Mysql – Does varchar(n) affect the number of records which can be stored per page even if you store less than n

innodbMySQLperformanceperformance-tuning

I'm struggling to find enough documentation to help me answer my own question.

The common story seems to be that it doesn't make a difference to actual database size when you use a much higher value for n than will ever be used.

As an extreme example:
VARCHAR(5000) but only storing on average a small number of characters such as 4 characters.

That seems to be correct from a few tests I've run.

I've heard people saying that MySQL will take the higher value into account when managing pages meaning a potential for less records per page and that this can affect performance when running queries.

I can't see anything in the documentation to suggest this is actually the case so really looking for some clarity from a more experienced DBA.

So thanks in advance for any help. Please let me know if my question needs to be clearer. My question is, does using a higher value for varchar(n) than will be stored affect the number of records which can be stored per page even if you store less than n?

I'm pretty new to this so if possible I'd also really appreciate a steer on how I can determine how many records are included in pages and then run some benchmarks.

Best Answer

I can only speculate what the people meant. Maybe it's related to how MySQL computes index statistics depending on n. The only case that comes to my mind is whether n is higher than 127 or not.

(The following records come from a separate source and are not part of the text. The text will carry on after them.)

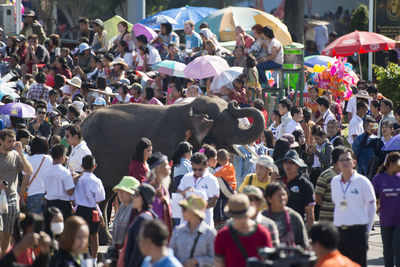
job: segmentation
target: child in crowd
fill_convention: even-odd
[[[81,216],[89,226],[90,247],[93,259],[97,259],[99,248],[100,211],[97,204],[105,199],[103,183],[93,174],[96,161],[92,155],[82,158],[83,172],[76,183],[74,200],[78,205],[76,215]]]
[[[233,190],[236,190],[237,183],[235,168],[233,167],[232,163],[229,162],[229,160],[229,152],[226,149],[218,150],[217,161],[219,167],[215,170],[214,176],[223,178],[228,182]]]
[[[71,172],[63,166],[67,159],[65,150],[63,145],[55,145],[51,149],[53,166],[44,175],[43,185],[46,191],[47,208],[58,208],[64,219],[67,219],[71,216],[70,196],[74,193],[75,183]]]
[[[145,71],[149,60],[149,49],[146,46],[139,47],[139,56],[137,57],[136,70]]]

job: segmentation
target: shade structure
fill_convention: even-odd
[[[136,23],[135,25],[133,25],[132,35],[134,36],[144,35],[147,38],[147,42],[150,42],[151,40],[153,40],[158,36],[158,34],[154,30],[140,23]]]
[[[328,63],[334,63],[337,59],[323,55],[308,56],[304,58],[304,65],[307,67],[314,67],[315,65],[328,66]]]
[[[394,49],[396,42],[375,32],[354,31],[330,43],[321,54],[326,56],[351,56]]]
[[[214,13],[218,9],[210,8],[210,7],[197,7],[197,6],[184,6],[180,8],[173,8],[164,10],[154,14],[153,16],[157,15],[166,15],[169,16],[177,22],[177,24],[172,25],[174,30],[183,30],[185,21],[191,20],[194,23],[197,23],[204,17],[207,17],[211,13]],[[160,25],[150,25],[147,24],[147,21],[150,20],[153,16],[145,18],[144,20],[140,21],[140,23],[149,26],[152,29],[158,30],[160,29]]]
[[[219,56],[201,56],[187,64],[183,70],[186,78],[205,79],[215,77],[229,68],[225,59]]]
[[[152,70],[158,71],[159,73],[182,78],[185,77],[185,73],[183,73],[185,68],[185,64],[172,60],[163,60],[151,66]]]
[[[230,67],[226,71],[214,77],[210,87],[211,91],[219,92],[221,87],[232,83],[242,73],[243,73],[242,67]]]
[[[132,30],[133,24],[130,23],[129,21],[125,20],[124,18],[115,15],[114,17],[104,21],[104,29],[107,31],[107,38],[108,40],[113,39],[116,37],[119,32],[118,32],[118,23],[121,21],[124,21],[128,24],[128,31],[130,32]]]
[[[35,109],[21,102],[8,103],[0,107],[0,114],[20,118],[35,118]]]
[[[259,23],[263,26],[271,26],[275,37],[283,44],[292,43],[292,38],[285,24],[271,14],[249,7],[227,7],[210,14],[196,23],[198,30],[202,22],[207,22],[210,29],[221,41],[236,39],[235,27],[242,26],[247,32]]]

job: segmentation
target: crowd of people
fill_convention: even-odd
[[[129,173],[113,188],[112,242],[101,264],[245,266],[260,258],[259,248],[283,246],[313,250],[321,267],[367,266],[377,211],[385,266],[400,263],[400,153],[382,150],[398,133],[400,109],[375,85],[360,81],[346,105],[310,87],[305,107],[283,98],[269,118],[261,93],[268,90],[265,71],[283,64],[270,27],[254,25],[251,36],[238,26],[230,55],[207,24],[197,33],[187,21],[182,53],[169,23],[148,40],[121,22],[109,43],[100,19],[81,18],[80,44],[70,50],[56,34],[45,43],[33,11],[24,19],[22,34],[3,47],[0,67],[16,82],[18,98],[5,95],[1,102],[30,105],[36,117],[0,119],[0,191],[7,207],[0,216],[1,266],[96,265],[99,229],[108,223],[99,207],[106,194],[81,122],[106,106],[177,105],[201,95],[260,110],[264,132],[235,145],[237,153],[212,138],[199,151],[182,140],[171,158],[141,138]],[[224,57],[244,67],[243,75],[215,93],[212,78],[151,69],[162,59],[187,63],[201,55]]]

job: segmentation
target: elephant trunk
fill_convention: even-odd
[[[253,124],[250,127],[243,127],[239,124],[237,129],[232,132],[233,144],[250,144],[260,138],[261,133],[265,128],[265,118],[263,114],[255,108],[238,108],[236,101],[231,101],[228,104],[228,113],[233,118],[253,118]]]

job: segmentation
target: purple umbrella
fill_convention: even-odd
[[[0,107],[0,113],[20,118],[36,118],[35,109],[21,102],[8,103]]]
[[[156,38],[158,36],[158,34],[150,29],[149,27],[140,24],[140,23],[136,23],[135,25],[133,25],[132,27],[132,34],[137,37],[139,35],[144,35],[147,38],[147,42],[150,43],[151,40],[153,40],[154,38]]]

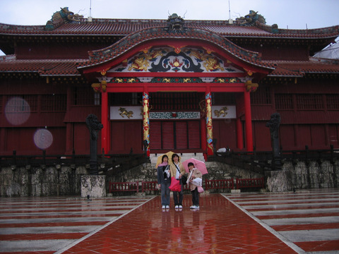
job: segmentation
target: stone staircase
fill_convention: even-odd
[[[179,156],[180,156],[180,162],[184,162],[186,159],[191,159],[191,158],[194,158],[196,159],[198,159],[201,162],[205,162],[205,159],[203,157],[203,155],[202,152],[197,152],[196,154],[194,153],[178,153]],[[155,167],[155,164],[157,164],[157,157],[159,156],[162,155],[162,154],[150,154],[150,164],[153,168]],[[169,158],[171,159],[171,158]]]

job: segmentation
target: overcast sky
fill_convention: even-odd
[[[99,18],[228,20],[258,11],[279,28],[319,28],[339,25],[339,0],[0,0],[0,23],[45,25],[61,7]],[[0,51],[0,55],[3,55]]]

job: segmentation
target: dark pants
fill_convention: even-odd
[[[196,188],[194,190],[191,190],[192,193],[192,202],[193,205],[199,205],[199,193],[198,192],[198,188]]]
[[[174,200],[174,205],[182,205],[182,200],[184,199],[184,185],[182,184],[182,179],[180,179],[180,186],[182,186],[181,191],[173,191],[173,199]]]

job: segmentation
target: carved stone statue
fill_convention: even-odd
[[[270,121],[266,123],[266,127],[270,128],[270,140],[273,152],[273,164],[275,168],[281,166],[280,151],[279,145],[279,126],[280,125],[280,114],[273,113],[270,115]]]
[[[97,174],[97,131],[100,131],[103,126],[94,114],[87,116],[86,125],[90,131],[90,174]]]

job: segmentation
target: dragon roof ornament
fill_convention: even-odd
[[[50,20],[46,23],[47,30],[53,30],[65,23],[80,23],[83,16],[74,14],[69,10],[69,7],[60,7],[60,11],[53,13]]]
[[[168,32],[185,32],[187,28],[184,26],[184,18],[179,16],[177,13],[173,13],[168,16],[167,26],[165,28]]]
[[[249,11],[249,13],[244,17],[237,18],[236,20],[240,25],[251,26],[255,25],[256,21],[262,24],[266,23],[266,20],[261,14],[258,14],[258,11]]]

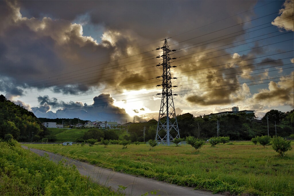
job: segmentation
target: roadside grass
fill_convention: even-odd
[[[68,130],[67,129],[60,129],[59,128],[47,128],[50,131],[50,133],[52,135],[56,135],[59,133],[62,133],[62,132]]]
[[[74,142],[77,139],[83,137],[84,134],[89,129],[67,129],[56,134],[56,142]]]
[[[117,195],[82,177],[75,167],[58,164],[22,148],[0,142],[0,195]]]
[[[294,150],[284,157],[251,142],[191,146],[89,147],[27,144],[127,173],[232,195],[294,195]],[[240,144],[239,144],[240,143]],[[292,143],[292,145],[293,145]],[[293,148],[294,149],[294,148]]]

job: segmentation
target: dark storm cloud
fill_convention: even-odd
[[[46,105],[31,108],[32,111],[38,117],[54,117],[54,118],[73,118],[78,117],[80,119],[92,121],[105,121],[108,119],[122,120],[130,118],[124,109],[113,104],[114,100],[109,94],[102,94],[95,97],[93,104],[89,105],[83,104],[79,102],[65,102],[56,100],[55,98],[50,99],[47,96],[39,98],[40,103]],[[52,99],[54,101],[48,101]],[[49,111],[51,108],[60,109],[54,113]]]
[[[218,19],[225,18],[232,14],[230,11],[234,9],[240,7],[239,2],[218,1],[213,1],[213,4],[206,1],[173,1],[168,4],[160,1],[155,4],[147,1],[22,1],[1,4],[5,11],[0,14],[3,19],[0,22],[4,27],[0,30],[0,42],[4,46],[0,50],[4,53],[0,56],[0,60],[7,66],[1,67],[0,74],[9,77],[15,84],[20,84],[21,87],[48,89],[54,92],[71,94],[106,86],[121,86],[129,87],[128,89],[130,90],[138,89],[135,86],[138,85],[141,88],[150,86],[146,80],[160,75],[159,70],[135,75],[146,70],[133,71],[138,69],[136,67],[157,63],[157,61],[151,60],[135,64],[127,62],[143,58],[145,55],[127,60],[115,60],[154,49],[156,47],[153,45],[136,47],[214,21],[217,15]],[[242,9],[246,9],[252,7],[255,3],[245,1],[242,4]],[[218,10],[221,5],[223,7],[221,11]],[[166,9],[161,9],[161,6]],[[210,14],[204,16],[199,11],[201,10],[209,11],[208,13]],[[96,43],[91,38],[83,36],[81,26],[71,23],[86,14],[89,16],[90,22],[102,25],[106,29],[100,44]],[[168,19],[173,22],[163,22]],[[224,23],[216,24],[214,28],[219,28],[224,24],[242,20],[240,16],[229,19],[224,21]],[[191,27],[188,29],[187,26]],[[242,30],[242,25],[231,29]],[[201,31],[188,34],[187,37],[210,31],[210,28],[204,28]],[[209,38],[206,36],[194,39],[190,43]],[[182,37],[176,36],[172,41],[176,43],[183,39]],[[219,43],[233,40],[230,39]],[[133,48],[136,49],[129,54],[122,52]],[[191,51],[196,52],[205,48],[202,46]],[[157,54],[154,55],[155,57]],[[89,61],[101,57],[107,57]],[[105,64],[111,61],[113,62]],[[88,62],[73,66],[86,62]],[[126,64],[125,67],[121,66]],[[111,67],[113,69],[108,70]],[[179,68],[178,70],[186,69]],[[118,71],[123,74],[116,75],[120,73]],[[74,73],[69,73],[73,72]],[[44,76],[50,79],[44,79]],[[33,80],[38,82],[28,82]],[[145,81],[140,82],[142,80]]]

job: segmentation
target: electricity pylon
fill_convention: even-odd
[[[157,123],[155,139],[158,142],[161,142],[166,145],[169,146],[171,142],[173,140],[173,138],[170,134],[171,131],[174,130],[175,131],[175,138],[180,138],[178,122],[177,121],[175,106],[173,99],[173,95],[173,95],[171,89],[172,87],[176,87],[176,86],[172,87],[171,86],[170,70],[171,67],[169,62],[171,59],[175,59],[176,58],[171,59],[169,53],[176,50],[171,50],[168,45],[166,39],[164,40],[163,46],[156,49],[160,49],[163,50],[163,54],[160,56],[163,59],[163,62],[161,64],[163,69],[162,75],[161,76],[162,77],[162,93],[157,94],[161,94],[162,97],[158,116],[158,122]],[[160,64],[158,66],[160,65]],[[173,78],[173,79],[176,79],[176,78]],[[159,86],[160,85],[158,85]],[[174,119],[171,121],[171,119],[173,118]],[[163,130],[165,131],[166,134],[164,137],[161,138],[159,135],[159,132]]]

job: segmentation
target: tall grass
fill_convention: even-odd
[[[53,152],[116,170],[182,185],[231,194],[294,195],[292,150],[284,157],[270,147],[251,142],[208,144],[199,152],[190,146],[145,145],[30,147]],[[95,152],[93,153],[93,152]]]
[[[82,177],[74,167],[58,164],[0,142],[0,195],[113,195],[116,193]]]

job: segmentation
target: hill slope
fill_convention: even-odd
[[[29,141],[38,140],[50,133],[33,112],[1,95],[0,137],[3,138],[8,134],[18,141]]]

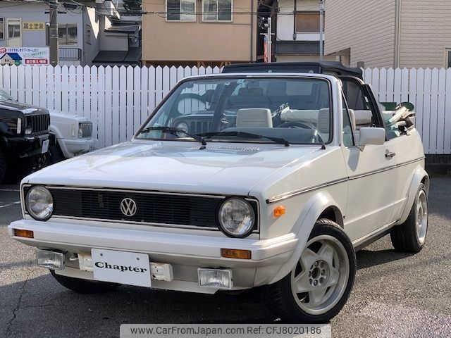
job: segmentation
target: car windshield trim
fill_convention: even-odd
[[[237,137],[249,137],[249,139],[269,139],[270,141],[273,141],[273,142],[275,144],[283,144],[285,146],[290,146],[290,142],[283,138],[271,137],[270,136],[261,135],[259,134],[254,134],[252,132],[237,132],[237,131],[228,132],[228,131],[222,130],[221,132],[204,132],[202,134],[198,134],[198,135],[201,137],[204,137],[204,139],[207,139],[214,136],[236,136]]]

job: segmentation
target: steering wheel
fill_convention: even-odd
[[[187,100],[186,104],[184,103],[185,100]],[[197,103],[194,104],[194,102]],[[188,110],[180,111],[183,111],[185,104],[187,104],[187,106],[189,107]],[[197,105],[199,109],[202,106],[204,107],[206,104],[205,98],[202,95],[194,93],[182,94],[179,95],[175,106],[176,107],[177,111],[179,114],[185,115],[186,113],[191,113],[191,111],[192,111],[192,108],[193,106],[193,104]]]
[[[302,128],[302,129],[312,129],[315,130],[315,134],[311,138],[311,143],[324,143],[323,138],[319,134],[319,132],[316,130],[316,127],[310,124],[304,122],[285,122],[278,126],[278,128]]]
[[[316,129],[314,125],[304,122],[285,122],[277,126],[278,128]]]

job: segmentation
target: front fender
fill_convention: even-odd
[[[61,149],[61,152],[63,153],[63,155],[64,156],[64,157],[66,157],[66,158],[73,157],[73,155],[70,156],[70,154],[68,150],[67,146],[66,146],[66,144],[64,144],[64,142],[62,142],[62,140],[65,139],[65,135],[63,134],[61,129],[58,127],[58,125],[54,123],[50,123],[50,126],[49,127],[49,129],[51,132],[55,134],[55,137],[56,138],[56,144],[59,146],[59,148]],[[66,137],[67,137],[67,136],[66,136]]]
[[[319,192],[308,200],[307,203],[305,204],[304,211],[299,215],[294,227],[294,229],[297,230],[297,245],[290,259],[280,267],[278,272],[268,284],[279,281],[295,268],[316,220],[326,208],[330,206],[338,208],[337,206],[338,206],[338,204],[327,192]]]
[[[410,183],[409,191],[407,192],[406,204],[404,206],[404,211],[402,212],[401,218],[400,219],[400,221],[397,224],[404,223],[407,219],[407,217],[409,217],[410,209],[412,208],[412,206],[414,204],[415,198],[416,197],[418,188],[423,181],[423,179],[424,179],[425,177],[426,180],[424,181],[424,187],[426,189],[426,194],[428,194],[429,193],[429,175],[424,170],[424,168],[419,165],[414,173],[414,176],[412,177],[412,182]]]

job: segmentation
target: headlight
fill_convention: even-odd
[[[54,199],[48,189],[41,185],[37,185],[27,193],[25,206],[33,218],[37,220],[47,220],[54,212]]]
[[[190,127],[188,127],[188,124],[186,122],[179,122],[175,125],[175,127],[177,129],[185,130],[187,132],[190,132]]]
[[[245,237],[254,229],[255,212],[246,200],[232,197],[222,204],[219,208],[218,218],[226,234],[234,237]]]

As you may know InnoDB stores a string with its length. The length is stored in so called offset fields. The offset can be either one or two bytes. In REDUNDANT format if the maximum length is less than 128 bytes the offset field will be one byte. Otherwise - two bytes. In COMPACT and DYNAMIC format the actual field length is taken into account. So, if your field is VARCHAR(5000), but you store a short string like abc the offset field will be one byte.

@jkavalik made a good point about MEMORY tables. VARCHAR(5000) is effectively TEXT i.e. it would need off-index pages to store long values. If a SELECT query ever needs a temporary table it will be of MEMORY type. Because it doesn't support variable length types it's going to be CHAR(5000). So even if you store only short values the temporary table will be stored on disk. It will be a big performance hit.